Home Nieuws Het uitdagende pad richting het realiseren van industrieel koolstofmanagement

Het uitdagende pad richting het realiseren van industrieel koolstofmanagement

Achtergrond

Op 10 april vond de zesde editie plaats van de Carbon Storage Dialogues met als thema Realising Industrial Carbon Management. Meer dan 200 deelnemers bogen zich over de kwestie hoe de volgende stap kan worden gezet in het daadwerkelijk realiseren van grootschalige CO2-opslag in Nederland en op Europese schaal. Mondiaal is het guur en onstuimig, maar in het congrescentrum in Nieuwegein is de stemming optimistisch met nuances. “Het is aan het gebeuren, maar er is nog veel meer nodig.”

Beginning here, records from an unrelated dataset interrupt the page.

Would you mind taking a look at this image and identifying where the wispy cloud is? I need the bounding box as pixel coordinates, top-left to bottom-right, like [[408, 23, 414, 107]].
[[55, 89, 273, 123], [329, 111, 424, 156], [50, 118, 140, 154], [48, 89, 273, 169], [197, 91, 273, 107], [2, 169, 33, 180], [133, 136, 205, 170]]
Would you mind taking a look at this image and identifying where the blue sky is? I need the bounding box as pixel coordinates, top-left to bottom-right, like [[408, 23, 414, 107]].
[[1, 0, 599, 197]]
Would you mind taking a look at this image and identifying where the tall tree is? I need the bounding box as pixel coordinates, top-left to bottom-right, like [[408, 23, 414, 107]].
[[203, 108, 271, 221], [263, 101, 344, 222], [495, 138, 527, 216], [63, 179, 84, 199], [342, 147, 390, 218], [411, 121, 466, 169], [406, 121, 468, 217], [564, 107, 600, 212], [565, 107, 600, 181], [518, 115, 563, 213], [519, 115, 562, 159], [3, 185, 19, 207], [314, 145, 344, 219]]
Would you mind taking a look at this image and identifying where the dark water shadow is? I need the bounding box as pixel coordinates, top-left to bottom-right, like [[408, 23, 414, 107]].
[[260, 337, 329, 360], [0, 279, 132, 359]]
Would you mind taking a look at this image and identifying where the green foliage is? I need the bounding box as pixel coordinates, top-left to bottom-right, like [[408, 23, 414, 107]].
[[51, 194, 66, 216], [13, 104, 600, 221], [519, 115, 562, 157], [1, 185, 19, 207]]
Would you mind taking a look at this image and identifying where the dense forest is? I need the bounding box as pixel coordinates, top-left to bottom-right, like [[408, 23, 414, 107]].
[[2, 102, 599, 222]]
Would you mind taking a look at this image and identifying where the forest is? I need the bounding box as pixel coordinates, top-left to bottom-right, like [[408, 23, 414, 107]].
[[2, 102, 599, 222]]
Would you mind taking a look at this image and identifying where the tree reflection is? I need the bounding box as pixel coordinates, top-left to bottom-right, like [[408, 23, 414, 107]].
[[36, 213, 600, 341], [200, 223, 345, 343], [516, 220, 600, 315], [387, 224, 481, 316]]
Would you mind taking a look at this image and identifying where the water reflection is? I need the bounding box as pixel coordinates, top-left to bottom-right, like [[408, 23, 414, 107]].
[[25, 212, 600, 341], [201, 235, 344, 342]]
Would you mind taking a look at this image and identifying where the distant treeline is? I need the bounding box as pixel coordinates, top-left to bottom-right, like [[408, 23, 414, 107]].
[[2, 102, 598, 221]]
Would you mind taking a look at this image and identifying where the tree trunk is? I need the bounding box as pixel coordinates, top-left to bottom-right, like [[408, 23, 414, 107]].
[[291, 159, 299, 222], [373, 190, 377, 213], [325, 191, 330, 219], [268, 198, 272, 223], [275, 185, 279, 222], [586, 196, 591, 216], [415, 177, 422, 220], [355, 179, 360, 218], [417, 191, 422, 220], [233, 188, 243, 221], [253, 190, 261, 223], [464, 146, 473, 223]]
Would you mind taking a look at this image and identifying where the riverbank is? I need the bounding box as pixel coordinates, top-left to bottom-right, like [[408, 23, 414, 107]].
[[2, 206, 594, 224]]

COO Yolande Verbeek van EBN wil niet somberen over het huidige geopolitieke klimaat, de hoge energieprijzen en de onzekerheid op het gebied van wet- en regelgeving die in menig boardroom tot kopzorgen en twijfels leiden om te investeren in CO2-opslag, hergebruik van CO2 en koolstofverwijdering. Daarvoor zijn de oplossingen te kansrijk, de ontwikkelingen te spectaculair en de urgentie te groot. Want om de klimaatdoelstellingen te halen, is het nodig om CO2 af te vangen, te transporteren en op te slaan. Daarbij ziet zij ook een rol voor CCS gekoppeld aan elektriciteitsproductie.

Europa en de Industrial Decarbonisation Bank

Voor Daniel Kitscha, Investment Policy Officer in het Low Carbon Solutions team van DG CLIMA (Europese Commissie) is het evident; het afvangen, transporteren en opslaan van CO2 is cruciaal voor de Europese industrie om zowel competitief te blijven als om de klimaatdoelstellingen te behalen. Met een serie van maatregelen probeert Europa de industrie te stimuleren om CCS toe te passen om zo direct uitstoot te verminderen. Zo zijn er de Clean Industrial Deal die van Europa het eerste net zero continent wil maken in 2050 en de Net Zero Industrial Act die voorschrijft om per 2030 maar liefst 50 miljoen ton CO2 op te slaan in de ondergrond. Kitscha ziet echter een obstakel: “Er is momenteel nog geen vraag naar de opgeslagen CO2, waardoor het voor uitstoters vooral een kostenpost is.” Kitscha verwacht daarom veel van de Industrial Decarbonisation Bank die voor de komende 10 jaar 100 miljard  euro vrij moet maken voor industrieën om te investeren in verduurzaming, waaronder de opslag van CO2. Kitscha is optimistisch over de set aan maatregelen, zeker omdat hij op Europese schaal de opslag van CO2 werkelijk ziet toenemen. Meer en meer projecten komen tot ontwikkeling. Binnen nu en 2030 wordt in Europa 18.6 Mtpa aan CO2 opgeslagen.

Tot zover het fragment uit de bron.